Justice Ketanji Brown Jackson, all but crafting a dissent in real time, used her lines of questioning to rebut conservative complaints. She pointed out that the ban has been blocked in the states covered by the Ninth Circuit for some time, so endless hand-wringing about how governments would manage the homeless population without it is divorced from reality. 

She also parried Roberts’ attempts to differentiate the “status” of being addicted to drugs — which is protected under Robinson — from the “status” of being homeless, which Roberts tried to portray as a distinctly ephemeral, mutable circumstance.

“Can a person go from being addicted to drugs to not addicted to drugs?” she asked, showing that both are changeable.

Despite its overall tenor, there may be a small glimmer of hope for civil rights supporters after Monday’s argument. While Grants Pass didn’t ask the Court to overturn Robinson as a first-order demand — instead asking for it to be interpreted with a microscopically myopic scope — it maintained that it was wrongly decided, and said it’d welcome its overturning if the Court interpreted that decision more expansively. 

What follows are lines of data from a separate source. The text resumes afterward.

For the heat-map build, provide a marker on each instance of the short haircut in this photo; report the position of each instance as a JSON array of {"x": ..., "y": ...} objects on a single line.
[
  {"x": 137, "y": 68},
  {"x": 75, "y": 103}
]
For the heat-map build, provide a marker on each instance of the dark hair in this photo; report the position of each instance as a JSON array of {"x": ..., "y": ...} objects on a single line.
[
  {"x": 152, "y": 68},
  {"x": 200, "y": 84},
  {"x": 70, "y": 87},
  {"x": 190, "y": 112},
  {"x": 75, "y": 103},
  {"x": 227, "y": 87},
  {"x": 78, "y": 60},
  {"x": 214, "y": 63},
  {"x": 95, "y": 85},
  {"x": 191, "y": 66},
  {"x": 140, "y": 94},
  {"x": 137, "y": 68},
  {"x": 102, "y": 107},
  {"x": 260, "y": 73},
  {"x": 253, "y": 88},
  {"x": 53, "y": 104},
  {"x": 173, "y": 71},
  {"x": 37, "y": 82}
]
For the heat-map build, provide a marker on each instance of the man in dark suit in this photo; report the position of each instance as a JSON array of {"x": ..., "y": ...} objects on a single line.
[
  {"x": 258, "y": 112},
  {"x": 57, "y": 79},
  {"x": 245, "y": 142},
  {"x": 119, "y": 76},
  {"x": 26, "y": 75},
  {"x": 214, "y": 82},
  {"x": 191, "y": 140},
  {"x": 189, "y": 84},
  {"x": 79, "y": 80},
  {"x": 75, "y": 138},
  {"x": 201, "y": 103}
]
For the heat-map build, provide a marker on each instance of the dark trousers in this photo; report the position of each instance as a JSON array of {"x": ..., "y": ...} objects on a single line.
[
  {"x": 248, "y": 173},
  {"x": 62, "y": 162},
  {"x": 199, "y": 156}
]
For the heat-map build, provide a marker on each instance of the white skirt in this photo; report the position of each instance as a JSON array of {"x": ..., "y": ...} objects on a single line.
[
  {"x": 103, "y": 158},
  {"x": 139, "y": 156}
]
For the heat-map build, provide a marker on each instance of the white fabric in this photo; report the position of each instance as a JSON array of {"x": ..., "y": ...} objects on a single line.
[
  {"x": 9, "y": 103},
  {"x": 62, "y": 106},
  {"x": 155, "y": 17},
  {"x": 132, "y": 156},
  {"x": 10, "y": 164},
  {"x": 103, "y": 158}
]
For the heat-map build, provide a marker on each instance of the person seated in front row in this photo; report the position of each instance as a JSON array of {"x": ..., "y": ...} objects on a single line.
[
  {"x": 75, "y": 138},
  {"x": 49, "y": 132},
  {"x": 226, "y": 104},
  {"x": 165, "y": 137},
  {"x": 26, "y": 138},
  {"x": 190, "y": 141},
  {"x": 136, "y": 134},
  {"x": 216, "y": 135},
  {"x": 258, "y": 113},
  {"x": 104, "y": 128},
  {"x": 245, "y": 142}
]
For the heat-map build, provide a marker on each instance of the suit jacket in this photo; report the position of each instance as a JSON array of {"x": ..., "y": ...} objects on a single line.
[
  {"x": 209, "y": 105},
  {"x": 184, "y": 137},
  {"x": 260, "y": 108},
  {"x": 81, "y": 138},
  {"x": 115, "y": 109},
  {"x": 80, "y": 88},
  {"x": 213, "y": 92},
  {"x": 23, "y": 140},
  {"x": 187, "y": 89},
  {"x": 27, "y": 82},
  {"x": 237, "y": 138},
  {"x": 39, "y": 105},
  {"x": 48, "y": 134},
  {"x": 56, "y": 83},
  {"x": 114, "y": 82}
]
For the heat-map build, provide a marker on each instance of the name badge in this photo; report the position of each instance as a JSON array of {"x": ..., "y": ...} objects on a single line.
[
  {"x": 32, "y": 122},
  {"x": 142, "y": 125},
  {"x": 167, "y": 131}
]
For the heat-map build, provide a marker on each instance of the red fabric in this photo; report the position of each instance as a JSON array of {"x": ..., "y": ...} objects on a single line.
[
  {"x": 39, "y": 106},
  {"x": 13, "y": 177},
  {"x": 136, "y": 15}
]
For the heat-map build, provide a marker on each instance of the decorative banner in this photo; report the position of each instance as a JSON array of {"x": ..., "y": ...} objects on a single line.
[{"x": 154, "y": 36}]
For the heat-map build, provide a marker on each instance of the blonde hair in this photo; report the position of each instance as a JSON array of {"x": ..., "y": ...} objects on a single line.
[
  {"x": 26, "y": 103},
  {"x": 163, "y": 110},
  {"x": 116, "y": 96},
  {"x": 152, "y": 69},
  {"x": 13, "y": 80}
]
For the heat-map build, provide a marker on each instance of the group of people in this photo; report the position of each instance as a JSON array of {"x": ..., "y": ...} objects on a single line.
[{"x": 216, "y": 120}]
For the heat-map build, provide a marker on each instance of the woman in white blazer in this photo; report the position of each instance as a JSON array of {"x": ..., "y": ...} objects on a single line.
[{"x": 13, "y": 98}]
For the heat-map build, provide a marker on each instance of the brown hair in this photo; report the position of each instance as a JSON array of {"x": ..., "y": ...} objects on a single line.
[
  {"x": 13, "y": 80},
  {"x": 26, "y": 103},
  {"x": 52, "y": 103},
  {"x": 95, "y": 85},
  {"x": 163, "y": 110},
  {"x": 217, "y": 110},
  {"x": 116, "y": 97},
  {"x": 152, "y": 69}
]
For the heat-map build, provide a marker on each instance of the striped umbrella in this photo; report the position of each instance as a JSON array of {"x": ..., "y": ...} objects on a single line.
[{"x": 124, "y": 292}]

Justice Amy Coney Barrett said flatly: “I don’t think we should overrule Robinson,” indicating that the Court may not take the most maximal step in decimating this type of “status”-based protection from punishment. 

Ultimately, it fell to the liberals to bring the case out of legal abstraction to the realities: That a city is, by its own admission in a public meeting, trying to make being homeless so untenable in Grants Pass that people self-banish to other jurisdictions. 

“Where do we put them if every city, every village, every town lacks compassion and passes a law identical to this?” Sotomayor asked. “Where are they supposed to sleep? Are they supposed to kill themselves not sleeping?”